The automated release pipeline

A dual-format package cannot be published safely by running npm publish from a developer’s laptop. The build step must run in a clean, reproducible environment so the ESM and CJS artifacts in the tarball match exactly what CI validated — a laptop with stale dist/ output or an uncommitted local patch produces a tarball nobody can audit. The baseline pipeline triggers on a version tag, installs with a locked lockfile, builds both formats, validates the result, and only then publishes:

name: Release
on:
  push:
    tags:
      - 'v*'

permissions:
  contents: read
  id-token: write   # required for --provenance and OIDC trusted publishing

jobs:
  release:
    runs-on: ubuntu-latest
    steps:
      - uses: actions/checkout@v4
      - uses: actions/setup-node@v4
        with:
          node-version: 20
          registry-url: 'https://registry.npmjs.org'
      - run: npm ci
      - run: npm run build
      - run: npx publint --strict
      - run: npx attw --pack .
      - run: npm publish --provenance --access public

Every step is ordered deliberately: npm ci (not npm install) enforces the committed lockfile, the build runs before validation so publint inspects real output, and npm publish is the last step so a validation failure never reaches the registry.

How provenance attestation works

npm publish --provenance asks npm to generate a Sigstore attestation during the publish step instead of, or in addition to, signing with a maintainer’s personal key. The CI job proves its identity to Sigstore’s Fulcio certificate authority using the workflow’s short-lived OIDC token — no long-lived signing key is stored anywhere. Fulcio issues a certificate valid for minutes, npm’s CLI signs the package manifest and tarball digest with it, and the resulting attestation is written to Sigstore’s Rekor transparency log, a public, append-only ledger.

# Inside the CI job, after the build:
npm publish --provenance --access public

# npm CLI (>= 9.5) performs, transparently:
# 1. Requests a short-lived OIDC token from the CI provider (GitHub Actions)
# 2. Exchanges it for a Fulcio-issued signing certificate
# 3. Signs the tarball digest + build metadata
# 4. Uploads the attestation to Rekor and links it to the published version

The result is a verifiable answer to “which commit and which workflow run produced this exact tarball” — without requiring consumers to trust the maintainer’s personal machine or a shared secret.

Token auth vs OIDC trusted publishing

Classic npm automation relies on a long-lived NPM_TOKEN stored as a repository secret. It works, but the token grants publish rights indefinitely until manually rotated or revoked, and a leaked token compromises every package it can publish. OIDC trusted publishing removes the stored secret entirely: the maintainer configures npmjs.com to trust a specific GitHub repository and workflow file, and at publish time npm exchanges the workflow’s ephemeral OIDC token for a publish credential that expires within minutes.

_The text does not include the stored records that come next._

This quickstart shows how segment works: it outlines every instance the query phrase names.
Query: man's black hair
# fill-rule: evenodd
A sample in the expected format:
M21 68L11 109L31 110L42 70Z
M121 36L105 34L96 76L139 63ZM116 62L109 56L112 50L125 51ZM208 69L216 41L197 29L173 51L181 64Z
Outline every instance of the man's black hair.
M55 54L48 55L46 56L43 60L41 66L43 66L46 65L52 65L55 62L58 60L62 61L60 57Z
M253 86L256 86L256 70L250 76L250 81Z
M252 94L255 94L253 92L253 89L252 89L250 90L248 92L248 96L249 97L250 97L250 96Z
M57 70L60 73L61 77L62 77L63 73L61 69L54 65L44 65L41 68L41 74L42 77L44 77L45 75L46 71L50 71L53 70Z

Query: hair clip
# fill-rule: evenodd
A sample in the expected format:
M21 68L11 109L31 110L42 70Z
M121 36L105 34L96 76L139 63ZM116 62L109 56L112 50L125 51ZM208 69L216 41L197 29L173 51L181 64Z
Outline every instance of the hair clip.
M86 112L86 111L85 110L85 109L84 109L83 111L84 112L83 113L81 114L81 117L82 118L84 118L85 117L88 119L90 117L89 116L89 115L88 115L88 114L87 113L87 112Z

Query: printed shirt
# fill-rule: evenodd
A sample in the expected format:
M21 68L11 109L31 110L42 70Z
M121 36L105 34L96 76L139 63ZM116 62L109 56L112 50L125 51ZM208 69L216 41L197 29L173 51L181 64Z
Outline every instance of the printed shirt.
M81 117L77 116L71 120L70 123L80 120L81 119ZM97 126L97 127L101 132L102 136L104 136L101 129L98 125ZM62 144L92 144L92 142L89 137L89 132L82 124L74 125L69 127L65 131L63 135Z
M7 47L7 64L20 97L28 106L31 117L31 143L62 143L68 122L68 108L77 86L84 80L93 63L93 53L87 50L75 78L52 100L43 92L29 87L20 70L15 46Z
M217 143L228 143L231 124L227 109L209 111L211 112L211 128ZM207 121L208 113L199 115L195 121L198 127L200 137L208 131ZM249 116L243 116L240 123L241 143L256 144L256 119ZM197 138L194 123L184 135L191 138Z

# No NPM_TOKEN secret required at all — trust is configured on npmjs.com
permissions:
  id-token: write
  contents: read

steps:
  - uses: actions/checkout@v4
  - uses: actions/setup-node@v4
    with:
      node-version: 20
      registry-url: 'https://registry.npmjs.org'
  - run: npm ci && npm run build
  - run: npm publish --provenance

If the workflow file, branch, or repository does not exactly match what was registered as a trusted publisher, the exchange fails closed — there is no fallback to a stored token unless one is explicitly configured as a backup.

Hazard and Failure-Mode Inventory

HAZARD PREVENTION

Symptom: npm ERR! code ENEEDAUTH during npm publish in CI, even though a token secret is configured.

Root cause: The NPM_TOKEN environment variable was not exported to the npm publish step, the token expired, or registry-url was omitted from actions/setup-node, leaving .npmrc unconfigured.

Fix: Pass registry-url: 'https://registry.npmjs.org' to setup-node, export NODE_AUTH_TOKEN: ${{ secrets.NPM_TOKEN }} on the publish step, or switch to OIDC trusted publishing to remove the token dependency entirely.

HAZARD PREVENTION

Symptom: npm publish --provenance fails with an error mentioning the OIDC token could not be obtained, or provenance silently does not appear on the published version.

Root cause: The workflow’s permissions block does not grant id-token: write. Without it, the runner never issues the short-lived OIDC token that Sigstore’s Fulcio authority needs to sign the attestation.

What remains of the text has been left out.